In the survey conducted by Bresler et al. (1991) [38], ZEA was determined among the analyzed mycotoxins at worrying levels of up to 1980 μg/kg and 420 μg/kg in two samples of amaranth grains (Amaranthus cruentus). Later, these authors showed that amaranth grains possess certain susceptibility to ZEA contamination by incubation of amaranth seeds with F.equiseti [48]. ZEA was also reported to occur in buckwheat products as indicated by Kirinčič et al., 2015 [32]. However, neither ZEA nor TCs were detected in amaranth, quinoa, and buckwheat samples from Germany according to Schollenberger et al., 2005 [39], although several TCs were included in the survey, namely diacetoxyscirpenol (DAS), 15-monoacetoxyscirpenol (MAS), scirpentriol (SCIRP), T-2, HT-2 toxin (HT-2), T-2 triol, T-2 tetraol, neosolaniol (NEO), DON, 3- and 15-acetyl-DON (3-, 15-acDON), nivalenol (NIV), and fusarenon-X (FUS-X). Regarding cereal contamination, wheat has been reported to contain high DON levels, with mean concentrations up to 1025.4 μg/kg, and NIV with mean levels up to 75.2 μg/kg [30].

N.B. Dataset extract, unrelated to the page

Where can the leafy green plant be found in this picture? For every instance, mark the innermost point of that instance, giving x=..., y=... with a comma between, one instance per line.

Other Fusarium mycotoxins such as ENNs and BEA have been widely reported in cereal samples even at high levels [49,50,51]. In the study reported by Uhlig et al. (2006) [49] ENNs and BEA were reported to occur in cereal samples showing high incidences and levels. ENNB showed the highest prevalence (100%) and the highest maximum concentration (5800 μg/kg) in wheat samples. Fortunately, lower contents have been reported in pseudo-cereals. In pseudo-cereals, ENNs have been detected in quinoa samples according to the study reported by Besaire et al. (2021) [47]. Although BEA was not detected in that survey, levels up to 7.9 μg/kg were detected according to Vásquez-Ocmín et al. (2022) [36]. Regarding food safety, these authors pointed out that the natural occurrence of BEA in quinoa grains originating from the Cajamarca region represents a point of concern, due to the promotion of quinoa cultivation in this region by the local authorities [36].

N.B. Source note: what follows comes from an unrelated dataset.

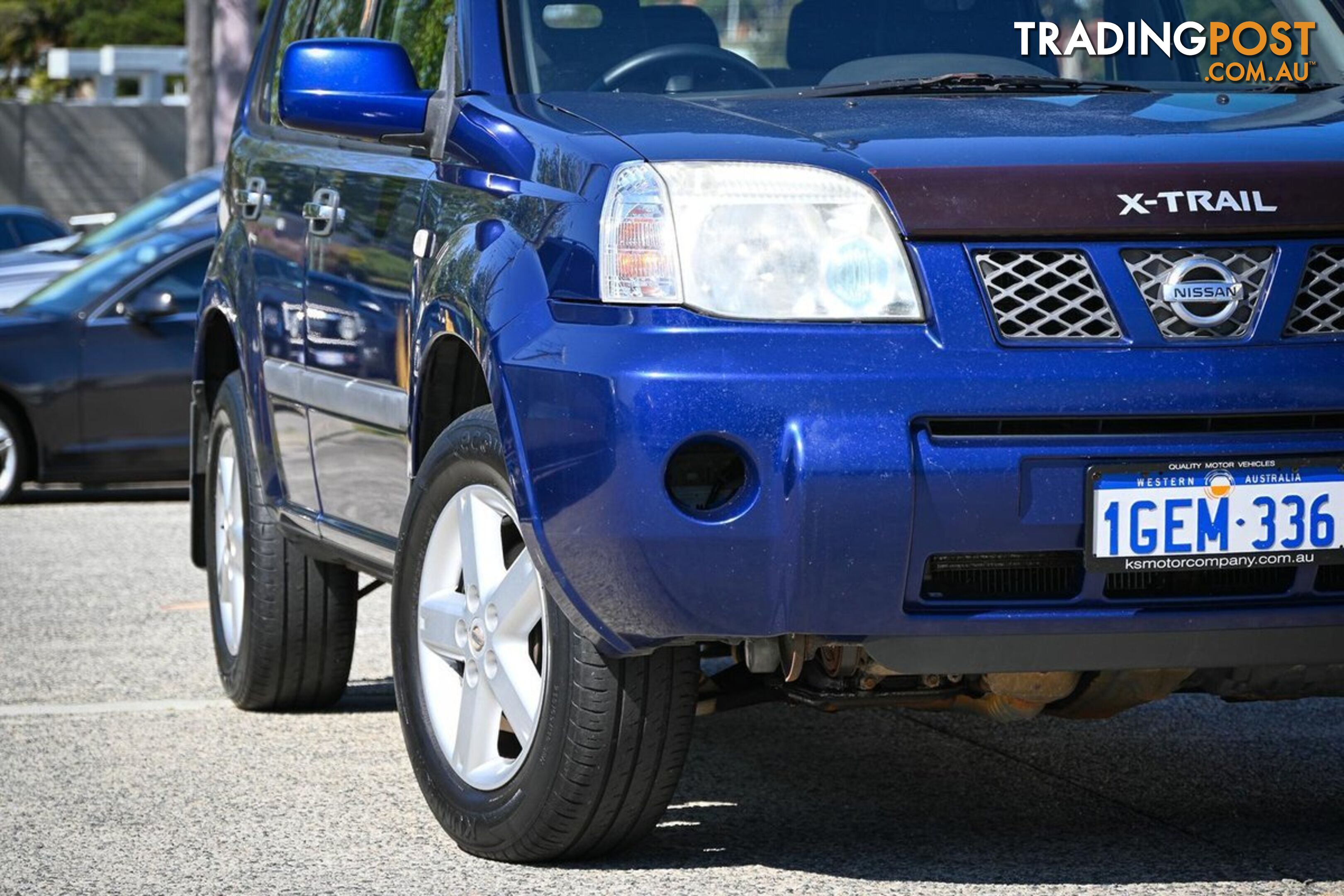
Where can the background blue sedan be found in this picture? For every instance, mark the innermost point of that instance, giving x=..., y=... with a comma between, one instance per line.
x=96, y=367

Due to their adverse toxic effects, AFs have been surveyed in several studies. Although a major number of the studies did not find AFs levels in pseudo-cereal samples [32,34,36,38,40,41,46,47], some studies revealed AFs’ occurrence in these matrices, and some studies reported the absence of AFs in buckwheat samples but detected AFs contents in cereal samples, such as rye (0.01 μg/kg) and rice (1.06 μg/kg). Approximately 100% of buckwheat samples were contaminated with AFB1 as reported by Keriene et al. (2016) [43,44]. It must be highlighted that raw buckwheat hulls (without steamed treatment) showed higher AFB1 contents (75.8 μg/kg) than the grain [44], showing a protective effect of the hull over the inner part as demonstrated by other researchers in nut samples [52]. Interestingly, these authors reported that the samples with higher concentrations of AFB1 had significantly (p < 0.05) lower concentrations of DON, thus suggesting possible interaction between fungal species producing AFs and TCs [44].
AFB1 was also detected in the Tartary buckwheat seeds in the study reported by Ren et al. (2018) [45] and in buckwheat samples as reported by Sacco et al. (2020) [24]. Similar AFs levels have been reported in quinoa samples in surveys reported by Sacco et al. (2020) [24] and by Ramos-Díaz et al. (2021) [31], while lower contents were found in amaranth seeds in those studies [10,18]. These authors reported varying mycotoxin levels depending on the type of crop, geographical location, and agricultural practices used. Differences between regions have been observed by these authors regarding mycotoxin occurrence in pseudo-cereals and cereals. In general, pseudo-cereal grains from North Europe showed higher mycotoxin contamination than those from South America, while the opposite occurred with cereal grains [31].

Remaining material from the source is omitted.